Interleukin-7 (IL-7) is a non-redundant cytokine for T-cell development and survival. The IL-7 signaling pathway has been genetically and functionally associated with several autoimmune diseases including multiple sclerosis (MS).

The objective of this paper is to elucidate the effect of the widely used immunomodulatory MS therapy interferon beta (IFNβ) on IL-7 homeostasis.
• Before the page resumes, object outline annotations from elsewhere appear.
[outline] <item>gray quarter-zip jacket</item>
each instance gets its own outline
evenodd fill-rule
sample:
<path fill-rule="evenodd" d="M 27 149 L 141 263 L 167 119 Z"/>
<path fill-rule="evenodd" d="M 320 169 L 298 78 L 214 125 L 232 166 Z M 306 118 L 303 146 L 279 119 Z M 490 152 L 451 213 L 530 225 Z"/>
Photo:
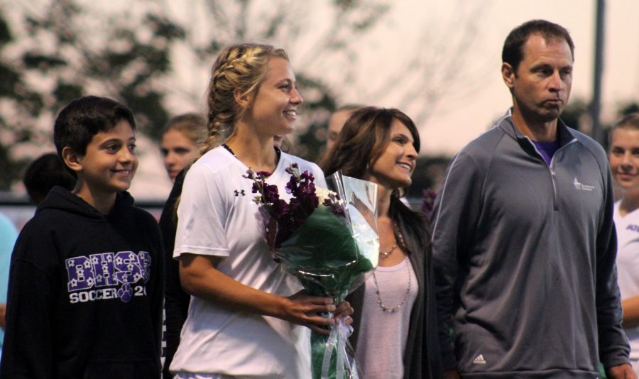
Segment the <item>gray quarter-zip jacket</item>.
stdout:
<path fill-rule="evenodd" d="M 606 153 L 559 120 L 549 167 L 510 111 L 455 156 L 435 201 L 444 368 L 597 378 L 599 360 L 628 363 L 629 352 Z"/>

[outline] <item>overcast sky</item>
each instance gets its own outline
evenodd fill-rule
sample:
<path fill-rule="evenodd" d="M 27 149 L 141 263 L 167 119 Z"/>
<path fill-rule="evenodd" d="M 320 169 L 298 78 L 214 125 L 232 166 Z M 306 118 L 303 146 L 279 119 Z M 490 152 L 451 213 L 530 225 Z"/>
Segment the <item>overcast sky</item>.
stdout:
<path fill-rule="evenodd" d="M 474 4 L 471 0 L 466 2 Z M 508 32 L 530 19 L 556 22 L 570 32 L 575 44 L 571 99 L 589 101 L 593 87 L 596 3 L 595 0 L 487 0 L 479 16 L 481 22 L 476 32 L 472 58 L 459 67 L 480 67 L 476 72 L 478 76 L 457 82 L 455 87 L 463 87 L 466 82 L 477 80 L 481 84 L 469 96 L 458 96 L 453 90 L 455 89 L 451 89 L 443 104 L 439 104 L 432 116 L 420 126 L 422 153 L 454 154 L 490 127 L 511 104 L 510 93 L 501 77 L 501 48 Z M 386 35 L 393 36 L 388 38 L 395 51 L 410 52 L 419 49 L 422 44 L 412 39 L 414 33 L 411 31 L 417 27 L 413 20 L 428 20 L 433 11 L 445 15 L 442 7 L 449 3 L 404 1 L 393 4 L 390 20 L 386 21 L 386 27 L 392 32 Z M 619 102 L 639 101 L 639 1 L 608 0 L 605 14 L 602 118 L 604 121 L 610 121 Z M 382 67 L 392 67 L 393 62 L 402 56 L 400 53 L 380 55 L 388 60 L 387 65 Z M 348 94 L 344 100 L 359 101 L 357 94 Z"/>

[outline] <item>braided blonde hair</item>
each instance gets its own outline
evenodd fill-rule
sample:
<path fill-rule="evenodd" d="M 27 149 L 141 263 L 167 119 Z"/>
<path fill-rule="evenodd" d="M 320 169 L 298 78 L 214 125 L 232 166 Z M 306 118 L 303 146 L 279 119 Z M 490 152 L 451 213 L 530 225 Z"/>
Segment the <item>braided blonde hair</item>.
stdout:
<path fill-rule="evenodd" d="M 288 60 L 283 49 L 261 43 L 231 45 L 218 55 L 211 70 L 207 96 L 208 135 L 200 156 L 233 134 L 236 123 L 246 111 L 236 101 L 234 92 L 239 89 L 242 96 L 257 93 L 271 57 Z"/>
Swedish MS patients were screened for IL-7 concentration in serum and blood cell counts. IL-7 receptor alpha chain (IL-7Rα) expression was determined by semi-quantitative real-time polymerase chain reaction (PCR) and flow cytometry.

IFNβ treatment led to significantly increased serum IL-7 levels (mean: 17 pg/ml) compared with healthy controls (mean: 7.6 pg/ml) and natalizumab-treated patients (mean: 5.3 pg/ml). In vitro and in vivo, peripheral blood leukocytes showed decreased IL-7Rα expression and IL-7 consumption upon IFNβ exposure, suggesting that their IL-7 responsiveness is impaired during treatment.

MS patients undergoing IFNβ treatment have increased serum IL-7 levels and decreased IL-7 consumption. Given IL-7’s important role in T-cell immunity, this relationship may be highly relevant for IFNβ’s treatment efficacy.